Segundo a engenheira ambiental do IMA Geovana Andrade, o projeto prevê o plantio de dez hectares de mudas de espécies nativas, produzidas e doadas pelo Instituto Xingó. "A reposição florestal é uma das condicionantes que foram colocadas para a concessão da licença de instalação", explicou.
As espécies a serem utilizadas deverão ser as mesmas identificadas como pertencentes àquela área e, para tanto, a curadora do Herbário MAC, Rosangela Lyra, também acompanhará esse período de levantamento.
O local que servirá ao projeto piloto está localizado no segundo trecho da obra, entre o quilômetro 45 e o 64,70. A ideia é que a área seja contínua e próxima ao Refúgio de Vida Silvestre (RVS) dos Morros do Craunã e do Padre – a Unidade de Conservação limítrofe com o canal.
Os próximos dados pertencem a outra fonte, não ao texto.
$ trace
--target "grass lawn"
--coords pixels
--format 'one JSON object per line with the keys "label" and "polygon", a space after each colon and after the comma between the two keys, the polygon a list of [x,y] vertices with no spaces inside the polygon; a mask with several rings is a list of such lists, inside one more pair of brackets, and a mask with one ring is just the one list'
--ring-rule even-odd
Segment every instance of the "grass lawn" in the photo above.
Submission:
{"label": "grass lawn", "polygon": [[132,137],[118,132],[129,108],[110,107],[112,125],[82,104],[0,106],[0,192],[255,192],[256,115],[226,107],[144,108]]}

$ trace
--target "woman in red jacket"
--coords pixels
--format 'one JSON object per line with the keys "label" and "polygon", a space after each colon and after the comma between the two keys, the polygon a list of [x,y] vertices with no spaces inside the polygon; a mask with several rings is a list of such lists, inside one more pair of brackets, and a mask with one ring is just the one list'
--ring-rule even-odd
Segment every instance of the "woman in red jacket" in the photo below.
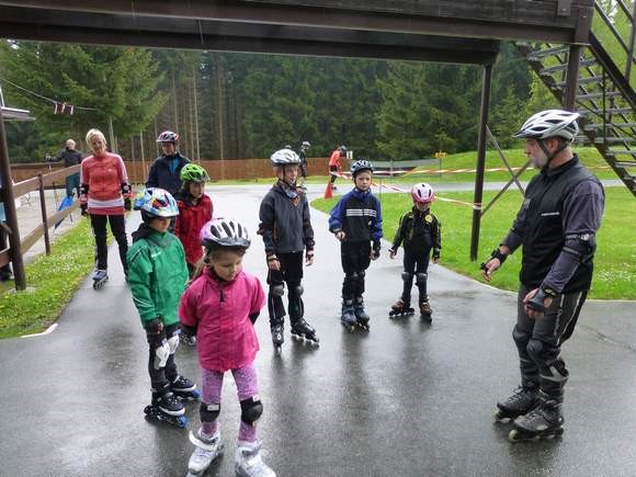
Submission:
{"label": "woman in red jacket", "polygon": [[174,235],[185,249],[185,262],[192,277],[194,269],[203,258],[198,232],[212,220],[212,201],[205,195],[207,171],[198,164],[189,163],[181,169],[181,190],[175,194],[179,215],[174,223]]}
{"label": "woman in red jacket", "polygon": [[128,275],[126,252],[126,223],[124,209],[130,209],[130,184],[126,166],[121,156],[106,151],[106,138],[99,129],[87,133],[87,144],[92,155],[81,163],[81,211],[90,215],[91,227],[95,237],[94,284],[98,288],[107,280],[109,247],[106,243],[106,223],[120,247],[120,260],[124,273]]}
Todavia, apenas após a fase do levantamento será possível definir o local exato. Em seguida, terá início o trabalho de organização e plantio das mudas.
Desde outubro de 2011 o IMA possui um escritório no canteiro de obras do Canal do Sertão. "Dessa forma, há maior facilidade dos técnicos para manter a fiscalização ativa e constante. Desde que nos instalamos no canteiro, toda semana há pelo menos uma equipe na região para fiscalizar, além de orientar o projeto de reflorestamento e futuros pedidos de renovação de licença", comentou o diretor-presidente do instituto, Adriano Augusto.